“Stand by us, the other Turkey,” pleaded exiled Turkish journalist and newspaper editor Can Dündar, who presented the German translation of his new memoir We Are Arrested: A Journalist’s Notes from at Turkish Prison on Wednesday morning at the Frankfurt Book Fair.
Sitting alongside fair director Juergen Boos and his literary agent Nermin Mollaoglu of Istanbul’s Kalem Agency, Dündar spoke frankly about his frustration with the failure of Western countries to engage with the government of Turkish President Recep Tayyip Erdogan which has “imprisoned thousands, including hundreds of writers and journalists” and has “effectively ended freedom of speech as we know it.”
Dündar was editor-in-chief of Turkey’s Cumhuriyet newspaper and writes of having been was arrested and sentenced to solitary confinement in November 2015 after reporting on illegal Turkish arms shipments. “He wrote the book very quickly, by hand,” said Mollaoglu, who underscored the urgency in getting the story published as soon as possible. English rights to the book have been acquired by the U.K. house, Biteback Publishing.

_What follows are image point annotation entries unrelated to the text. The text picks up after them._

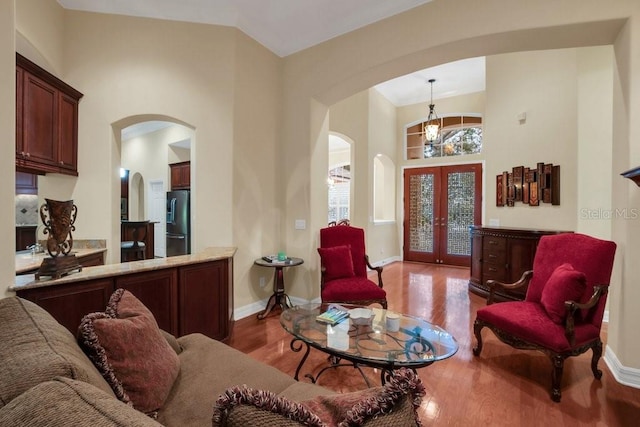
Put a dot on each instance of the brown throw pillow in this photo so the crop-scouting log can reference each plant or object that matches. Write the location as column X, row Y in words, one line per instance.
column 130, row 352
column 396, row 402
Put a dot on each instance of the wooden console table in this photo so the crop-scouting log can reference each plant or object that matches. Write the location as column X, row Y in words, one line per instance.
column 502, row 254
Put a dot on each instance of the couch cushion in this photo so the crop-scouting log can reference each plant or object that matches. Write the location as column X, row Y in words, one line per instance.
column 207, row 368
column 129, row 349
column 564, row 284
column 34, row 348
column 337, row 262
column 393, row 404
column 64, row 402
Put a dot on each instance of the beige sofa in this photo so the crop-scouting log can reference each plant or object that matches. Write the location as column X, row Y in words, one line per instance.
column 47, row 380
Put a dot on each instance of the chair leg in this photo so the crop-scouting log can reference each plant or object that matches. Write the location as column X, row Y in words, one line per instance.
column 477, row 328
column 556, row 376
column 597, row 353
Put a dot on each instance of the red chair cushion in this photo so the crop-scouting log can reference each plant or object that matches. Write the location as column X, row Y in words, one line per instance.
column 530, row 322
column 565, row 284
column 337, row 262
column 352, row 289
column 340, row 235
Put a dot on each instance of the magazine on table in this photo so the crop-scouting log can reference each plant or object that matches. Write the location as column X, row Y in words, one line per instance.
column 334, row 315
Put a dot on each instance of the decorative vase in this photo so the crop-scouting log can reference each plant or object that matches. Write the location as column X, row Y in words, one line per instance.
column 59, row 225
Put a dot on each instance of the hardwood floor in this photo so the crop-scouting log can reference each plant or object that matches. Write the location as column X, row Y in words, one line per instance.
column 502, row 387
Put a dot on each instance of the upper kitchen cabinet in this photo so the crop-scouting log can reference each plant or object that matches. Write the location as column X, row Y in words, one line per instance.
column 180, row 176
column 46, row 121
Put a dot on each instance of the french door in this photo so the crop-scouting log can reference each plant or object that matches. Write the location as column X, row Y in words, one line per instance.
column 440, row 203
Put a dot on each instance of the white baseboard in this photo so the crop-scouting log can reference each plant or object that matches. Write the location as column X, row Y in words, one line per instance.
column 386, row 261
column 622, row 374
column 257, row 307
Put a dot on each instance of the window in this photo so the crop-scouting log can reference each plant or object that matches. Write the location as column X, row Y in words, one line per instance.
column 339, row 193
column 459, row 135
column 339, row 178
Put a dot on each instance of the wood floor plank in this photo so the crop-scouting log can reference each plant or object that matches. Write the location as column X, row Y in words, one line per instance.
column 501, row 387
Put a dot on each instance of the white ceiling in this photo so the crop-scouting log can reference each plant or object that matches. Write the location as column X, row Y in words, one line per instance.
column 288, row 26
column 283, row 26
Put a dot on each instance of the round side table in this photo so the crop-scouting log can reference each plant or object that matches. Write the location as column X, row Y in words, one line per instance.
column 279, row 297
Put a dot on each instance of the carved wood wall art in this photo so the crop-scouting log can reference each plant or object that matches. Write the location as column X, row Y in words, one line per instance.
column 529, row 185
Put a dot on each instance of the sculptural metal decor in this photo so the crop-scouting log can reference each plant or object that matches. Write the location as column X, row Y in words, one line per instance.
column 59, row 225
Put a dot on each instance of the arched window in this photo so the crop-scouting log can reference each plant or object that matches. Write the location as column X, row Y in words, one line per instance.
column 459, row 135
column 339, row 179
column 384, row 189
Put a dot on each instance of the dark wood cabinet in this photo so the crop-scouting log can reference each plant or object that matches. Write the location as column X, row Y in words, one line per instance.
column 158, row 291
column 183, row 299
column 205, row 282
column 68, row 303
column 180, row 176
column 25, row 236
column 502, row 254
column 46, row 121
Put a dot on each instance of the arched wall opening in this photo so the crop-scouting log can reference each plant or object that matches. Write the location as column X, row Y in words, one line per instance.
column 146, row 145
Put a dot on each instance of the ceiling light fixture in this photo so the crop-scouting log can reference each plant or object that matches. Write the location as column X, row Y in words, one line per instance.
column 432, row 125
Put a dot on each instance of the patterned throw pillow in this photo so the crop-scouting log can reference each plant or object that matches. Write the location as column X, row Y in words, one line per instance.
column 129, row 350
column 394, row 404
column 337, row 262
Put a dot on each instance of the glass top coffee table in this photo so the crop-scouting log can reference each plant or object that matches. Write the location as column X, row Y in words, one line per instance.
column 374, row 338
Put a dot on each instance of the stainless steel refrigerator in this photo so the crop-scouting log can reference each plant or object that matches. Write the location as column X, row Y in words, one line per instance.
column 178, row 223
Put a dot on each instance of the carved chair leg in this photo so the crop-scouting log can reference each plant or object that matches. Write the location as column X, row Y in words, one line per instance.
column 597, row 353
column 556, row 376
column 477, row 328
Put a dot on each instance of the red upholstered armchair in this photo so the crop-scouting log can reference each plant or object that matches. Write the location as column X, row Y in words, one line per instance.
column 344, row 268
column 562, row 312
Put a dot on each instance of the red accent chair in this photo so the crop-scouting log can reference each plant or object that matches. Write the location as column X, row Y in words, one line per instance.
column 344, row 263
column 561, row 314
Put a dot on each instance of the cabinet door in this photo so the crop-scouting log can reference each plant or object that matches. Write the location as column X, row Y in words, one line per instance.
column 521, row 252
column 39, row 130
column 476, row 259
column 180, row 176
column 494, row 258
column 204, row 299
column 158, row 291
column 26, row 183
column 67, row 132
column 69, row 303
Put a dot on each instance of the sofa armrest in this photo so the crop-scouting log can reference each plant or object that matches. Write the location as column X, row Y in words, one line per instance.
column 173, row 342
column 63, row 402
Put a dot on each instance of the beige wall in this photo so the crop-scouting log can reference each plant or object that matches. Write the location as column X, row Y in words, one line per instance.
column 313, row 82
column 210, row 81
column 7, row 135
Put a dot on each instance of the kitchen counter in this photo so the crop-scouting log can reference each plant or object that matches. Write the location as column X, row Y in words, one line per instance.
column 28, row 262
column 28, row 281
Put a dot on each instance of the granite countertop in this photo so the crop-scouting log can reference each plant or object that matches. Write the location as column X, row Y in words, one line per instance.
column 28, row 262
column 28, row 281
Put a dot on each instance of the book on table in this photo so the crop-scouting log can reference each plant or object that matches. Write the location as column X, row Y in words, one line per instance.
column 334, row 315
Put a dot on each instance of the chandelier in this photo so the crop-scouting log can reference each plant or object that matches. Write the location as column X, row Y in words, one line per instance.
column 432, row 125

Asked if she feared for her own security in representing dissident Turkish writers, Mollaoglu replied, “It is a risk, but I like this risk. It is something I must do for myself, my agency, my future and my country.”
Mollagou’s Kalem Agency celebrated its 10th anniversary with a large party in Frankfurt on Tuesday night and instructed partygoers to wear something with the color red. Erdogan’s crackdown was the topic of conversation at the party and several key figures in the Turkish publishing community (all of whom declined to be named) underscored that censorship was rampant and and there was a great deal of uncertainty about what the future holds. In his press conference, Dundar noted that there remains just one television station and three newspapers who are willing to criticize the government; meanwhile, scored of publishers have been closed as well.
For his part, Frankfurt’s Boos noted that it was just eight years ago that Turkey was the guest of honor at Frankfurt and Erdogan and author Orhan Pamuk shared the same stage and exchanged ideas. “That could never happen now,” said Boos. In fact, the fair’s opening ceremony on Tuesday night featured a speech by the European Parliament President Martin Schulz, which proclaimed his "full solidarity" with "all authors and journalists languishing in Turkish jails.” In addition, Heinrich Riethmueller, who is the head of the German Publishers and Booksellers Association, read a letter by novelist and rights activist Asli Erdogan which he said had been smuggled out of prison. "I cry out to you from behind stones, concrete and barbed wire,” he read. “Conscience is being trampled upon in my country…they are trying to kill off truth.”